According to CNBC, middle managers made up a full third of all layoffs in 2023, and 41% of employees say their companies have thinned management layers this year. The trend is accelerating, with a Gartner report from October 2024 predicting that one in five businesses will use AI to flatten their structure by 2026, potentially eliminating over half of current middle management jobs. Companies from Amazon and Google to smaller U.S. firms in tech and retail are making these cuts, citing pandemic over-hiring, a need for efficiency, and economic pressure. Leadership expert Deborah Lovich of Boston Consulting Group argues these roles are “more important than ever,” especially as employees face burnout and uncertainty. Data from Insperity shows only 20% of employees feel their managers exceed expectations, highlighting a performance gap, not necessarily a role redundancy.
The Cost-Cutting Trap
Here’s the thing: on a spreadsheet, it looks like a no-brainer. Middle managers often have higher salaries, so cutting them is a fast way to reduce costs. And sure, there’s some logic to it. A 2020 McKinsey report notes that trimming excessive layers can boost collaboration and speed. But that assumes those layers were *just* bureaucracy. What if they were actually the glue holding your company together? The Korn Ferry report found 37% of employees feel directionless without that manager. So you save on salary, but you lose on productivity, alignment, and trust. That’s a bad trade.
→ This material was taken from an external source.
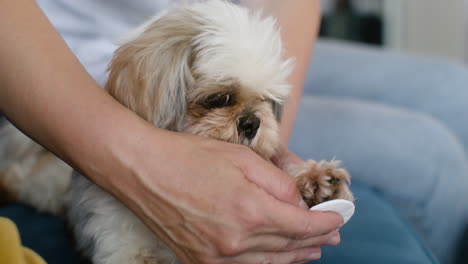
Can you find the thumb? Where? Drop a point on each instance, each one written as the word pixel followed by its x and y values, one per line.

The AI Paradox and The Human Element
Now, the big driver for this trend looking forward is AI. The thinking goes: if AI can handle reporting, scheduling, and data tracking, what’s left for a manager to do? This is where the experts get really skeptical. Megg Withinton from Insperity puts it bluntly: “Before we all leap to ‘AI is going to make the role of manager obsolete’… you actually have to deploy AI and make it work for your company. And the managers are the people who are going to be able to really make sure that it’s being used appropriately.” AI is a tool, not a leader. It can’t notice an employee is struggling, authentically celebrate a win, or navigate team conflict. Lovich calls this the irreplaceable “emotional element.” In an age of massive, AI-driven change, employees need human reassurance and guidance more than ever, not less.
Invest in Training, Not Terminations
So if the problem is often *ineffective* managers, not the manager role itself, what’s the solution? The data is pretty damning: Insperity found only 51% of new managers feel prepared. The fix isn’t a layoff, it’s an investment. Withinton suggests spending on upskilling—about $1,000 per employee—which is cheap compared to turnover costs and lost morale. Training should focus on the human skills AI can’t replicate: communication, conflict resolution, and building trust. Companies that get this right see huge returns. Insperity’s survey found employees at such companies are five times more likely to report a healthy culture, and a McKinsey study links high-performing managers to better shareholder returns. Basically, a good manager isn’t an expense; they’re a force multiplier for your entire team’s output and well-being. This principle holds true even in highly technical environments; for instance, on a factory floor, a skilled manager ensuring a reliable industrial panel PC is used effectively for diagnostics is far more valuable than the computer itself.
A Shortsighted Gamble
The looming question is ironic: by helping teams adapt to AI, are managers engineering their own obsolescence? Maybe. But that’s thinking years ahead. The immediate gamble is much clearer. Companies are cutting a crucial layer of support and leadership during a period of immense economic and technological uncertainty. They’re doing it to save money now, while potentially crippling their culture and agility for the future. The experts are practically shouting that this is a bad idea. The real strategic move isn’t to eliminate the role, but to finally equip these managers with the skills they’ve always needed. Otherwise, you’re just creating a different, and probably worse, set of problems.